Don't know. Perhaps not, as POVMan itself is already niche product. But
this is my way of wasting time and perhaps I can learn something during
this process :-)
> What does it allow to make ?
Analytical anti-aliasing. Of course this can be achieved with POV-Ray
means and probably more efficiently. Additionally, writing shaders which
antialiase well ain't easy task (although one can use number of already
created shaders).
But if analytical antialiasing is too complex for given shader, then
shaders frequency could be limited, if we know sampling frequency (IOW
surface derivatives). This approach could be applied to many shaders,
which use noise or its variants. (Of course more-or-less similar results
could be achieved by giving estimated derivatives as parameters, but
this works only for fairly 'flat' shapes.)
Other application is nonphotorealistic shaders. Cel shading is one of
them, other application could be shaders in 'Pen-and-Ink', woodblock or
engraving style. (PDF document describing pen and ink rendering could be
found at
http://citeseer.nj.nec.com/winkenbach96rendering.html
though not directly renderman related. ARM book contains shader, which
gives similar results).
> For the time being, I even hardly see any interest even just for
> the edge detection/celluloid thing...
> so I wonder if it is really worth something.
Yes, it could be discouraging. There is quite number of patches, which
have very little recognition, either because they are hard to use or
they are too specific or they copy already existing functionality.

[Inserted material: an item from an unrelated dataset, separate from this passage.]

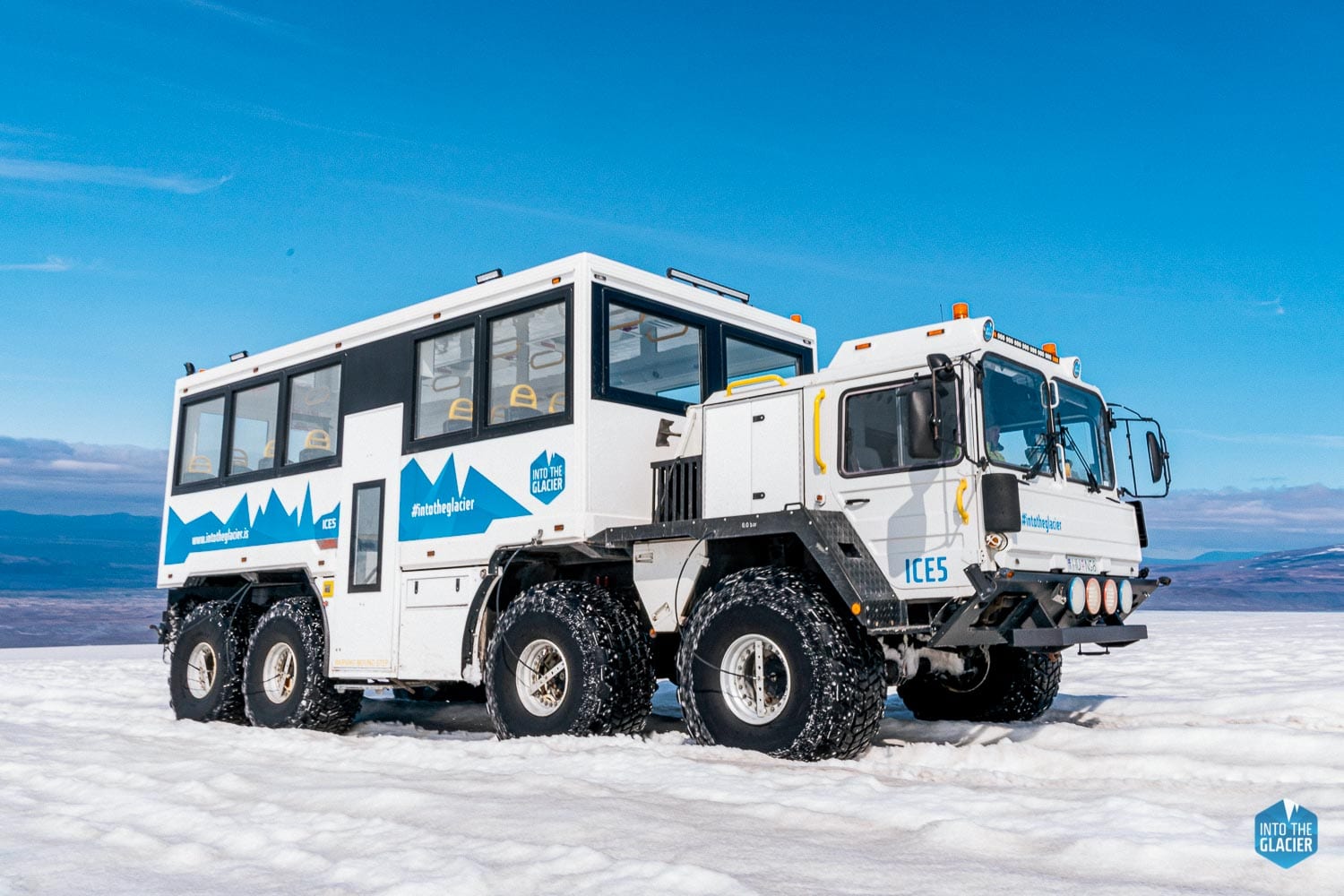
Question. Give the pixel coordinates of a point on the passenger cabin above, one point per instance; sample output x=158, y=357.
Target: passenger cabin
x=389, y=460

But there are other areas in shader support, which could be implemented
or improved. One of them is displacement shader, which could give nice
support for displacement, other is light shader, which could be used for
creation of user-specified light-sources. Or Imager shader, which could
be used for post-processing image. Or support for transformations
between camera and screen spaces, which give more flexibility to
shaders. So possibilities for shaders are huge, if I had only time enough...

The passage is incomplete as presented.